Un premier roman pour un écrivain représente un périlleux exercice tant celui-ci prétend parfois, en un minimum de pages, mettre sur papier tout ce qu'il gardait au fond de lui. L'occasion trop belle, il accumule alors les informations et les idées. Et le lecteur, désorienté par tant de verves, de changements de direction, ne sait où l'auteur voulait en venir à la fin.
Car la peur de ne pouvoir les dire une prochaine fois étreint le primo-écrivain. L'univers du livre, on le sait, étant impitoyable, une jeune plume n'ayant pas fait ses preuve lors de l'essai n'aura pas toujours le luxe de pouvoir reconduire son style.
Arnaud de la Grange avec ses Vents noirs évite magistralement cet écueil. Aucune sensation de fourre-tout n'handicape son récit, que du contraire, l'écrivain parvient à propager au fil de l'histoire, une ampleur considérable, sans digressions inutiles. Il faut dire que le cadre du roman sied parfaitement à cela: Au xxème siècle, entre la Sibérie et le désert du Taklamakan, le lieutenant Verken, sous ordre du gouvernement français se lance sur les traces d'un compatriote explorateur-archéologue, Émile Théliot, en fuite aux confins de ce monde.
Mais si cette sensation de densité inonde le récit, c'est parce qu'avant-tout, Arnaud de la Grange connait bien ce territoire.
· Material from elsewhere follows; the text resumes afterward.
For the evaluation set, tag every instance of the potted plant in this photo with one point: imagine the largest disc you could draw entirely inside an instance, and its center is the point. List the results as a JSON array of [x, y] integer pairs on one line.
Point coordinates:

Il est grand reporter, directeur du service étranger du Figaro, éminent spécialiste de l'Asie, et couvre pour le compte du journal, l'actualité de cette partie du globe.
Dans " Les Vents noirs ", sa connaissance, son érudition même du sujet, lui permet de déployer un univers tangible pour encadrer son récit. Finement, pages après pages, il tisse une sorte d'écrin dévoilant d'anciennes légendes orientales perdues dans ce carrefour des grands empires et des religions. Il retrouve le charme sec, implacable des infinies latitudes de l'extrême-orient, pays de la transhumance et des antiques caravanes de la route de la soie. L'époque où se situe le roman, forte en tensions diplomatiques, au relents révolutionnaires, échauffe presque malgré lui ce désert, imperturbable aux velléités humaines et pourtant convoité par d'innombrables factions, des féroces chefs de guerres chinois aux hordes blanches de cosaques russes. Une atmosphère à la fois mystérieuse, spirituelle, hante ces contrées arides. Un théâtre de choix pour mettre en branle ces personnages, tellement humains, foncièrement littéraires, dans leur soif d'absolu ou de pouvoir. " La mort avait le cuir rude du peuple des confins" nous révélera l'écrivain.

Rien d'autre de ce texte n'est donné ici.